Let's run a quick experiment: Let's try to compute the inverse sum from big to small and in reverse order:
#include <algorithm>
#include <numeric>
#include <iostream>
#include <iterator>
#include <vector>
struct generator
{
generator(): d_value() {}
double operator()() { return 1.0 / ++this->d_value; }
double d_value;
};
int main()
{
std::vector<double> values;
std::generate_n(std::back_inserter(values), 9, generator());
double ordered(std::accumulate(values.begin(), values.end(), 0.0));
double reversed(std::accumulate(values.rbegin(), values.rend(), 0.0));
std::cout << "ordered=" << ordered << " "
<< "reversed=" << reversed << " "
<< "difference=" << (reversed - ordered) << " "
<< "\n";
}
If this where exact math, clearly this should yield the same sum. After all, they are the same set of values. Unfortunately, it turns out that the values are not exactly the same. Here is the output it shows for me:
ordered=2.82897 reversed=2.82897 difference=4.44089e-16
The problem is that the values are not exact and adding two of these non-exact values introduces some error. Often the error doesn't matter too much but trying to compare the results for identity won't work: depending on the order of the operations different operands with different rounded results are involved.
An old adage, but please: Don't repeat yourself.
Keep it DRY.
When you find yourself writing this kind of code you should ask yourself why Do I need to repeat myself in this way.
There are plenty of other options.
1 - recursion. get yourself comfortable with the concept.

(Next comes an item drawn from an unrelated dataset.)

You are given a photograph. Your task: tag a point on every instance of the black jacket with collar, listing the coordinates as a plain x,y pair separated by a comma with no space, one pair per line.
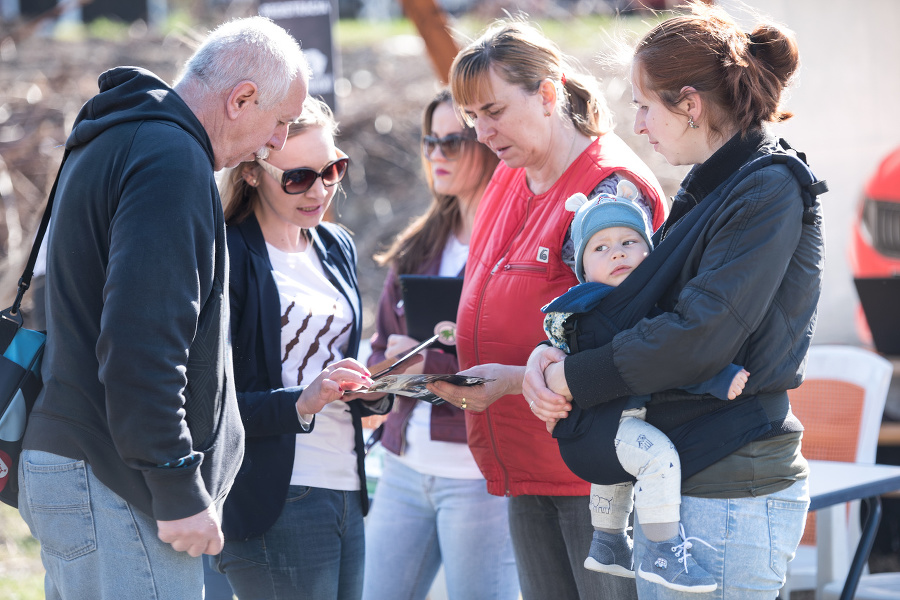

2 - the mod operator for i = 0 to 100 r = i % 10, c = i / 10
3 - reevaluating the problem. You are trying to solve a problem that is harder than necessary
Haven't you heard about std::bitset? You only need nine bits to verify, which is probably within your budget.
I've been meaning to get some practice with variadic templates, so I wrote this for you: (c++11 experts, feel free to rip it to pieces.)
#include <bitset>
#include <iostream>
template<unsigned long i>
bool test_helper(std::bitset<i> seen) {
return seen.count() == i;
}
template<unsigned long i, typename T, typename... Args>
bool test_helper(std::bitset<i> seen, T arg1, Args... args) {
return test_helper(seen.set(arg1 - 1), args...);
}
template<typename... Args>
bool test(Args... args) {
return test_helper(std::bitset<sizeof... (Args)>(), args...);
}
template<unsigned long size, bool done = false>
struct Counter {
template<typename ... Args>
unsigned long operator()(Args... args) {
unsigned long count = 0;
for (int a = 1; a < 10; ++a)
count += Counter<size, size == sizeof...(Args)+1>()(a, args...);
return count;
}
};
template<unsigned long i>
struct Counter<i, true> {
template<typename ... Args>
unsigned long operator()(Args... args) {
return test(args...);
}
};
int main(int argc, char** argv) {
std::cout << Counter<9>()() << std::endl;
return 0;
}
If you really insist on using complicated and heuristics, you could also get some experience with rational arithmetic to compute your inverse sum. It should be clear sum of 1/ai is Σj (Πi ai)/aj all divided by Πi ai; you're already computing the denominator, so it only is necessary to compute the numerator, whose maximum value is 99. But, still, the bitset solution seems a lot simpler to me.